Desafios das coberturas vacinais são apresentados no 15º Simpósio Brasileiro de Vacinas

Para debater os desafios das coberturas vacinais no País, o 15º Simpósio Brasileiro de Vacinas, que acontece nesta semana em Aracajú (SE), recebeu como palestrante a dra. Ana Goretti Maranhão, do Programa Nacional de Imunizações (PNI) do Ministério da Saúde. Durante sua conferência, ministrada nesta quinta-feira (16), apresentou os atuais índices de imunizações no País, com ênfase nas possíveis causas que têm contribuído para a baixa cobertura vacinal.

De acordo com a dra. Ana Goretti, é preciso reforçar as estratégias de adesão para que o sucesso do PNI seja mantido, em especial entre as crianças. "A partir de 2016, ficou mais evidente uma redução progressiva da cobertura de diferentes vacinas do calendário infantil, entre elas, sarampo, poliomielite e tríplice viral.
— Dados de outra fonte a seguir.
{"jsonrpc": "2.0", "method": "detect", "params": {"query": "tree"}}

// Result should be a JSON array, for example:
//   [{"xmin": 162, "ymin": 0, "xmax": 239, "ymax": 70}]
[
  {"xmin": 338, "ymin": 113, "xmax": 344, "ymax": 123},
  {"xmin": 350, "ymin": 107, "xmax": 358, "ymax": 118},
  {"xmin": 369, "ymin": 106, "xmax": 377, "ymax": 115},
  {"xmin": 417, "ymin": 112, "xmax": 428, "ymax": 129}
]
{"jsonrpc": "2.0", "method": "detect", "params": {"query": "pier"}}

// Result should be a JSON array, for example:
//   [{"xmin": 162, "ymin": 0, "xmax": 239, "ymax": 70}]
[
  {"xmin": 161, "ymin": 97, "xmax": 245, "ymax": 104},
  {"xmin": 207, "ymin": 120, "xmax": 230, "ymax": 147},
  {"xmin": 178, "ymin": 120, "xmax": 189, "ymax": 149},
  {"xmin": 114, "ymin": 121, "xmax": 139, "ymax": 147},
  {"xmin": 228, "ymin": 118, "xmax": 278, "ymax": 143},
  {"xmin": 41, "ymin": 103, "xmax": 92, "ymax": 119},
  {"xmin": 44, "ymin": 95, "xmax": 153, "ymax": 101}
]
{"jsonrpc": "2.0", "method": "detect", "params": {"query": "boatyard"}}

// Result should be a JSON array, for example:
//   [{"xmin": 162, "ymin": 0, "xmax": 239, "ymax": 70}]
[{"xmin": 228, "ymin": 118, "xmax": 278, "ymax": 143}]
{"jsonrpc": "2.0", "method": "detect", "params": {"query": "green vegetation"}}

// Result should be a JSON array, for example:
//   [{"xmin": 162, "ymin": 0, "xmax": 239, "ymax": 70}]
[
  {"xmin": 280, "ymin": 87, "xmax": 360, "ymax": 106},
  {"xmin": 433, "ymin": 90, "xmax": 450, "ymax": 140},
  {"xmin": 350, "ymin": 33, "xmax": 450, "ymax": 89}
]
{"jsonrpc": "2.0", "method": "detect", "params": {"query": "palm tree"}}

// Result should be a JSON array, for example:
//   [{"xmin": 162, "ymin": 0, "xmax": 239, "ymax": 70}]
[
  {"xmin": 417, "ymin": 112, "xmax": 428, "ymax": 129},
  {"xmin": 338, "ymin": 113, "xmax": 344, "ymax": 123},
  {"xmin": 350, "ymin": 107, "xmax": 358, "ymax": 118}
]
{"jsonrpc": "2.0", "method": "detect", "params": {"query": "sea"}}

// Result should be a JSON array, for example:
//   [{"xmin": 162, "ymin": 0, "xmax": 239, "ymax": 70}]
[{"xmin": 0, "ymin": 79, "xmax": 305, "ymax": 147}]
Em 2018, a situação se agravou e nenhuma das imunizações atingiu a meta, com exceção da BCG", alertou.

Segundo os dados mais recentes do Programa, cerca 35% dos municípios brasileiros, espalhados por todas as cinco regiões do País, apresentam uma cobertura abaixo de 70% para todas as vacinas. Além disso, imunizações que deveriam ser aplicadas concomitantemente têm demonstrado diferente níveis de cobertura.

PAPEL DO PEDIATRA – Em sua fala, a dra. Ana Goretti ressaltou a importância dos pediatras e demais profissionais de saúde prescreverem as vacinas a seus pacientes e familiares, uma vez que a recomendação enfática do médico é um dos fatores mais importantes para a adesão da população.

Para a dra. Ana Goretti, o passo mais importante é ampliar a divulgação sobre a relevância das vacinas por meio do engajamento conjunto de médicos, Poder Público e toda a sociedade. "É fundamental que o Governo dê continuidade aos investimentos para capacitar as equipes e que as campanhas sejam assumidas como responsabilidade de todos", concluiu.

MULTIFATORES – "As causas desse problema são variadas. Ao longo dos anos, o próprio sucesso do PNI acabou fazendo com que as pessoas esquecessem da gravidade das doenças infectocontagiosas e, por isso, parte da população tem negligenciado as vacinas. Há também em menor escala a ação de grupos antivacina, que disseminam informações falsas e reforçam alguns boatos", afirmou.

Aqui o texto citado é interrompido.